Lars’ relationship with a commercially produced sex toy can’t help but carry associations with prostitution, mail-order bride services, even necrophilia. Yet all these dark links are glossed over by the movie’s determinedly wholesome tone. The denizens of Lars’ unnamed Midwestern hometown (the deep snow and ambient Swedishness suggest somewhere in Minnesota) agree, with Norman Rockwell-esque unanimity, to treat Bianca like a real person, carting her to church in a wheelchair, restyling her synthetic hair, even electing her to the school board. They’re aided in this group madness by Dr. Dagmar Berman (Patricia Clarkson), Lars’ psychologist, who gently assures Gus and Karin that the road to sanity is paved by hundreds, perhaps thousands, of benevolent enablers.

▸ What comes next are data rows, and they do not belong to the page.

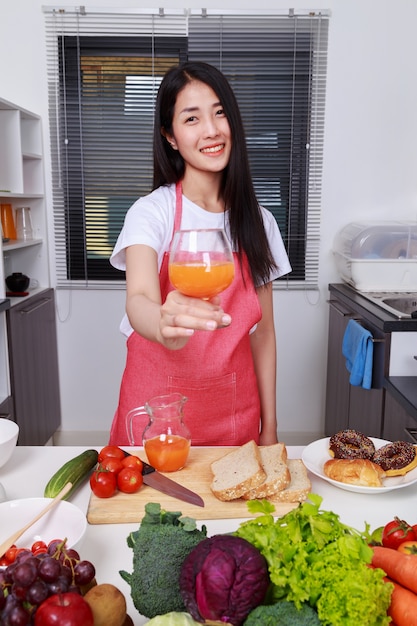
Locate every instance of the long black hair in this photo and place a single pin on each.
(246, 224)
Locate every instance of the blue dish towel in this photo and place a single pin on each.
(358, 349)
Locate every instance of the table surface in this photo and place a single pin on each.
(30, 468)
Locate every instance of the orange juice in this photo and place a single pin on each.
(167, 453)
(200, 280)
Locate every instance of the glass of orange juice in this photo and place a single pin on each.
(166, 439)
(201, 262)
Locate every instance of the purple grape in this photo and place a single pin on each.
(25, 573)
(84, 572)
(18, 616)
(37, 593)
(49, 570)
(58, 586)
(19, 591)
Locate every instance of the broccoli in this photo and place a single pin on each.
(160, 546)
(283, 613)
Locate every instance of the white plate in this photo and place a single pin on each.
(316, 454)
(64, 521)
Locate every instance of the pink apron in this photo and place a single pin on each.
(214, 370)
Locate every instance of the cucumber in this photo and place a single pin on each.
(75, 471)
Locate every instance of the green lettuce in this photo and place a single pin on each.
(314, 558)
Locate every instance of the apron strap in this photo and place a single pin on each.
(178, 209)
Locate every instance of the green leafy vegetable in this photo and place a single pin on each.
(160, 546)
(314, 558)
(172, 619)
(283, 613)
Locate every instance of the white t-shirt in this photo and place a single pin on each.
(150, 221)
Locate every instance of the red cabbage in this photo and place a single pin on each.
(222, 579)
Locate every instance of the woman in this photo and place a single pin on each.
(220, 354)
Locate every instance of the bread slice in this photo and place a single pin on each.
(273, 459)
(299, 487)
(237, 472)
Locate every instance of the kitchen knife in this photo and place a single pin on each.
(153, 478)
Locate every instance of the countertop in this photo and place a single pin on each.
(403, 388)
(30, 468)
(380, 318)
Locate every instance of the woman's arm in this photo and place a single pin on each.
(263, 344)
(170, 323)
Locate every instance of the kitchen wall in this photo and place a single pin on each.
(370, 172)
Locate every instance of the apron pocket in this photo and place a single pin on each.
(210, 411)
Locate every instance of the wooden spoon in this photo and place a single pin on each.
(13, 538)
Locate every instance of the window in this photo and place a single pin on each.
(105, 69)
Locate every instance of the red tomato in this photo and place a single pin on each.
(103, 483)
(129, 480)
(408, 547)
(10, 554)
(111, 464)
(114, 451)
(397, 532)
(64, 608)
(133, 461)
(37, 545)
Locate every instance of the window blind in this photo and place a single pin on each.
(104, 68)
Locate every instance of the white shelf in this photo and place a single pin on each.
(16, 244)
(22, 185)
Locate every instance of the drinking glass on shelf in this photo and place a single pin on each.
(201, 262)
(24, 227)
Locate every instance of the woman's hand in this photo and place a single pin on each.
(182, 315)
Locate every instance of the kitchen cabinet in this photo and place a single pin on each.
(348, 406)
(34, 367)
(398, 424)
(29, 390)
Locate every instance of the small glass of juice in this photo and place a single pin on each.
(166, 439)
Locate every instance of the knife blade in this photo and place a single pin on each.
(153, 478)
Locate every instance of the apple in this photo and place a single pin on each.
(64, 609)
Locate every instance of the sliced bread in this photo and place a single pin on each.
(299, 487)
(237, 472)
(273, 459)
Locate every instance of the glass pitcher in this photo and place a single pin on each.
(166, 439)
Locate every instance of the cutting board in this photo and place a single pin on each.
(196, 475)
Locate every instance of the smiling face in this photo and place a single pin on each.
(200, 130)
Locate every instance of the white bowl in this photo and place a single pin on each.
(64, 521)
(9, 432)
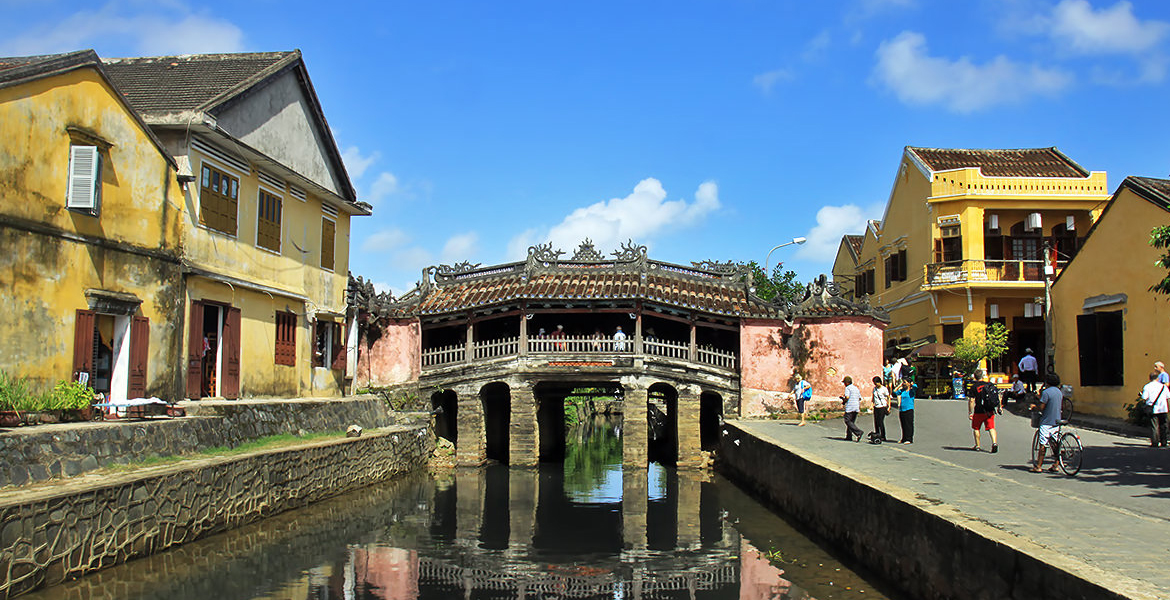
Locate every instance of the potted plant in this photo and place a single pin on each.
(12, 390)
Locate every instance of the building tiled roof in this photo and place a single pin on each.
(166, 84)
(1154, 190)
(720, 289)
(1039, 161)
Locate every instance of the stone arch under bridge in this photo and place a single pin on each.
(500, 346)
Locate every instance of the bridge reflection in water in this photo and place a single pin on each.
(584, 530)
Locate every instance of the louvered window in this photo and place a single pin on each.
(328, 233)
(286, 338)
(268, 228)
(219, 195)
(84, 191)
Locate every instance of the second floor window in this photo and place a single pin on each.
(268, 221)
(219, 195)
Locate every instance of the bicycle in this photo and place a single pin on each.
(1066, 448)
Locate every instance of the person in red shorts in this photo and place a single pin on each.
(982, 405)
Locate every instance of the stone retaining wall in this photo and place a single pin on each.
(41, 453)
(53, 535)
(927, 550)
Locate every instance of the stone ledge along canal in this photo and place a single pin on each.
(583, 529)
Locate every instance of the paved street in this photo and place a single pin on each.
(1114, 515)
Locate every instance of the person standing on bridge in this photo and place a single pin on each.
(802, 392)
(852, 399)
(904, 399)
(881, 408)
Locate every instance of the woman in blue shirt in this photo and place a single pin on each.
(904, 400)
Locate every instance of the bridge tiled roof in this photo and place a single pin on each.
(720, 289)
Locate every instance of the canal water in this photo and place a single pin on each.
(585, 529)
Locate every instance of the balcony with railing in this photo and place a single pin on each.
(584, 347)
(982, 270)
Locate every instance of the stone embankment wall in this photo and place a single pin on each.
(927, 551)
(41, 453)
(52, 535)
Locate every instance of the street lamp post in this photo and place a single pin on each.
(768, 260)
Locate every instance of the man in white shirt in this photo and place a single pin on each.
(1155, 395)
(1030, 370)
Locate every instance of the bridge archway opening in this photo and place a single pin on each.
(662, 422)
(710, 416)
(444, 406)
(561, 406)
(496, 401)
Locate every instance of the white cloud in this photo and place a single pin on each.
(385, 240)
(357, 164)
(1113, 29)
(171, 28)
(833, 222)
(460, 248)
(766, 81)
(383, 187)
(906, 68)
(638, 216)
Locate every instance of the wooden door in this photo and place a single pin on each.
(229, 379)
(139, 352)
(195, 351)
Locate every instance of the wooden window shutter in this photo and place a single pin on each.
(195, 351)
(83, 344)
(84, 178)
(139, 352)
(338, 346)
(1087, 349)
(328, 232)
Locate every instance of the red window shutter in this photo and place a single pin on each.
(338, 346)
(195, 351)
(83, 344)
(139, 351)
(229, 385)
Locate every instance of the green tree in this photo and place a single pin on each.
(1160, 239)
(782, 284)
(983, 343)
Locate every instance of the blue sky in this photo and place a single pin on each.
(707, 130)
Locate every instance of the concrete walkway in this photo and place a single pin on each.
(1113, 517)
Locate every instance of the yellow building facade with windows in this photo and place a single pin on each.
(962, 243)
(1108, 328)
(90, 225)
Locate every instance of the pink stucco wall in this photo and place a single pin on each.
(823, 351)
(393, 358)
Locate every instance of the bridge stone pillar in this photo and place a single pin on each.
(522, 447)
(689, 456)
(634, 428)
(634, 504)
(472, 449)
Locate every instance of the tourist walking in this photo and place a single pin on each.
(1157, 399)
(881, 408)
(1030, 370)
(852, 399)
(1051, 399)
(802, 392)
(982, 405)
(904, 400)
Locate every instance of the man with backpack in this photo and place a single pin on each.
(982, 405)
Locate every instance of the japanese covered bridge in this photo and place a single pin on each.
(497, 349)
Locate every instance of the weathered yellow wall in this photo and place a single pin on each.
(131, 247)
(1116, 259)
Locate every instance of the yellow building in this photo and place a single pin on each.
(961, 243)
(1108, 326)
(90, 213)
(266, 228)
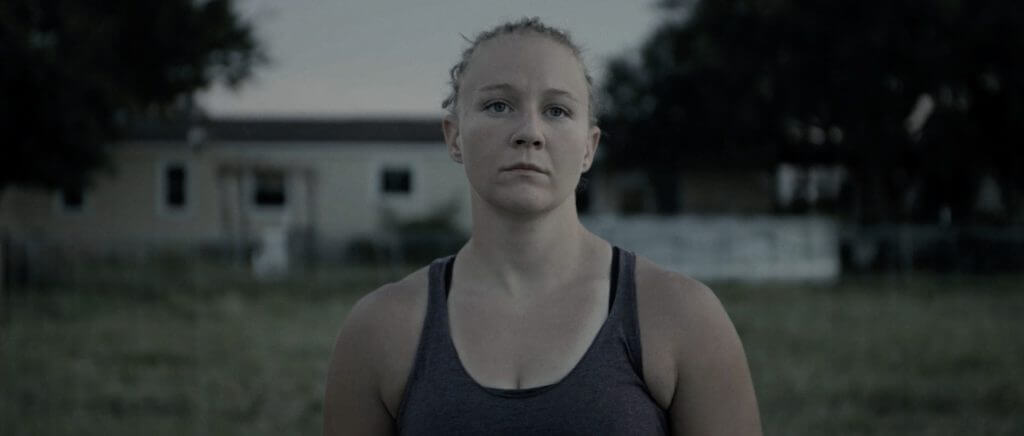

To its credit, the movie, directed by Craig Gillespie, never mocks Lars or turns his love for the doll into a dirty joke—in fact, he insists that she sleep in the guest room until they get to know each other better. But what about Bianca’s anatomical correctness, the purpose for which she was engineered? If Lars truly falls for this rubber dummy, as the movie suggests, shouldn’t their relationship become physical at some point? Or in order for us to believe in the goodness of Lars’ soul, must he be totally without sexual desire? I couldn’t give myself over to the movie’s quaint celebration of mass psychosis without wondering about these questions.

Those with less debauched imaginations may be charmed by Lars and the Real Girl, which, if nothing else, admirably maintains its peculiar tone throughout. Gosling throws himself into the role with his customary intensity, but also maintains a light touch: When he tenderly inquires after his inanimate sweetheart’s well-being, you fully believe that he can hear her answer. All the supporting actors are terrific, even if Clarkson feels miscast as the doctor—she just seems too smart to recommend such a fruity course of treatment.

Though it’s too slight and well-meaning of a movie to get worked up about, Lars also sends an odd message about male/female relationships. If Lars’ passion for a piece of store-bought plastic is, as the script implies, what teaches him to love a real person, how will he transfer those lessons to the realm of human intimacy? What will his time with Bianca have taught him about reciprocity, spontaneity, listening to other points of view? Won’t the post-Bianca Lars be like a monkey raised in a lab environment, utterly unable to cope with the demands of a flesh-and-blood partner? Lars and the Real Girl suffers from an even stranger delusion than Lars does. The movie is convinced that its man-loves-mannequin premise is uplifting, when actually it’s just kinda gross.

Correction, Oct. 15, 2007: The article originally identified the sex doll as half-Brazilian, half-Dutch, when in fact it is half-Brazilian, half-Danish. (Return  to the corrected sentence.)